Is the US power waning or just shifting from traditional priorities? Is Europe still the Washington’s reliable NATO partner? Has NATO lost its focus? The fourth instalment of the BratislavaCHAT series, organised by the Slovak Atlantic Commission (SAC), featured Ambassador Kurt Volker, in a debate that proved to be the highlight of the series so far.
The relationship between the United States and Europe has been as mutually essential as it has been causing headaches on both sides of the Atlantic. From the Marshall Plan through Henry Kissingerlooking up the Europe’s phone number to recent spying allegations, mutual feelings were being redefined over and again.
NATO has been the key element in the US-Europe relationship which has been defined by repeated calls from Washington for Europe to do more.

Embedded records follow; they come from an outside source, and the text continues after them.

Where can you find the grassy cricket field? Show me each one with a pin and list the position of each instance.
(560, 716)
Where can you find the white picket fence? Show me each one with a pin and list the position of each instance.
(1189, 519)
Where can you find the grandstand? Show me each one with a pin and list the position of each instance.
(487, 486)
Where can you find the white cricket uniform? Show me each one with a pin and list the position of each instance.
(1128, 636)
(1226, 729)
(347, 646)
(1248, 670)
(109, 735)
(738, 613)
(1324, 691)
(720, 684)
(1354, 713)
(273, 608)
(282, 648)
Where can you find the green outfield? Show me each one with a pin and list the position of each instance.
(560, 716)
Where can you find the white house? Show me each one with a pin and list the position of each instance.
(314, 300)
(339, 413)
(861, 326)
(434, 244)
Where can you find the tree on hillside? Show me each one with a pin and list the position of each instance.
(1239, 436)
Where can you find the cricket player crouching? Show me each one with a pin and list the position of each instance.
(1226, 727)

On the other hand, Europe, while not disputing the US leadership, often felt it does contribute but perhaps in a different way than Washington envisaged.
The two sides were, however, capable of working together towards the same end as operation in Afghanistan or Kosovo showed. However, that spirit of unity, driven perhaps by the echoes and enthusiasm of the two waves of enlargement that saw former Warsaw Pact countries joining the Alliance, has been lost and while many other aspirant countries are ready and participate in NATO led operations, the Alliance itself is not ready now to accept new members. It needs to regain its momentum and renew its sense of purpose by starting to conduct exercises again but in a 21st century manner and challenge serious issues.

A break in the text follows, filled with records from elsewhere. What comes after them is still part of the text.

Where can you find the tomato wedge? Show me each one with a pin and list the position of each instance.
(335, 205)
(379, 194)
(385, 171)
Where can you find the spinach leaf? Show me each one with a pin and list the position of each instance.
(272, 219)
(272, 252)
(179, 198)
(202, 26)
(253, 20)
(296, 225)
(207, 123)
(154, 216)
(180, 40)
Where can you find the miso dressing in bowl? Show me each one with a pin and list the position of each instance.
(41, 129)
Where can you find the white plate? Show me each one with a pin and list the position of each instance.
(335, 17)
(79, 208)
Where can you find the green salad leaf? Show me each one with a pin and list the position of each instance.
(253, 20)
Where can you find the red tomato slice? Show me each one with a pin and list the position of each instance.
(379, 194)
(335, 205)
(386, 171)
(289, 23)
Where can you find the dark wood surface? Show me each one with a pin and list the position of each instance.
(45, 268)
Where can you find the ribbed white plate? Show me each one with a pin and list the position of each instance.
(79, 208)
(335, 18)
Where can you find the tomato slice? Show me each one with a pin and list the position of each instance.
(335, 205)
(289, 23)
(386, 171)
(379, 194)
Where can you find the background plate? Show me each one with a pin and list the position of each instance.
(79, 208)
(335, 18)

Aside from the defence and security cooperation, the US and the EU are now involved in complicated free trade agreement negotiations. The benefits of such a deal are clear to both sides – cost reductions, boost of trade, job creation and a resulting GDP growth. Regulations harmonisation, however, remains the biggest issue as legal requirements from electrical through automotive to environmental standards are different. It remains to be seen how the regulators on both sides of the Atlantic will react to harmonisation proposals.
All this comes in an era when both Europe, or rather the European Union, and the US are facing their home-grown problems albeit most of them derive from the global financial crisis.
While both US parties are turning their attention to the US domestic politics, listening to the demands of voters to fix the economy, the US remains an unchallenged global military superpower. However, it is unlikely that the focus on domestic issues will result in a long term US retreat from global affairs.
The debate with Kurt Volker was also an opportunity to reflect on the 20-year effort of Slovakia to first become and then to act as a fully-fledged member of the Euro-Atlantic community. That achievement would not have been possible without the hard work of long-term advocates of NATO enlargement, such as Kurt Volker himself, who contributed with both their time and experience to advance Slovakia’s and Central Europe’s ambitions. Celebrating its 20th anniversary, the Slovak Atlantic Commission awarded Mr Volker a commemorative medal in a symbolic gesture of gratitude for his diplomatic efforts and advisory work for the Commission.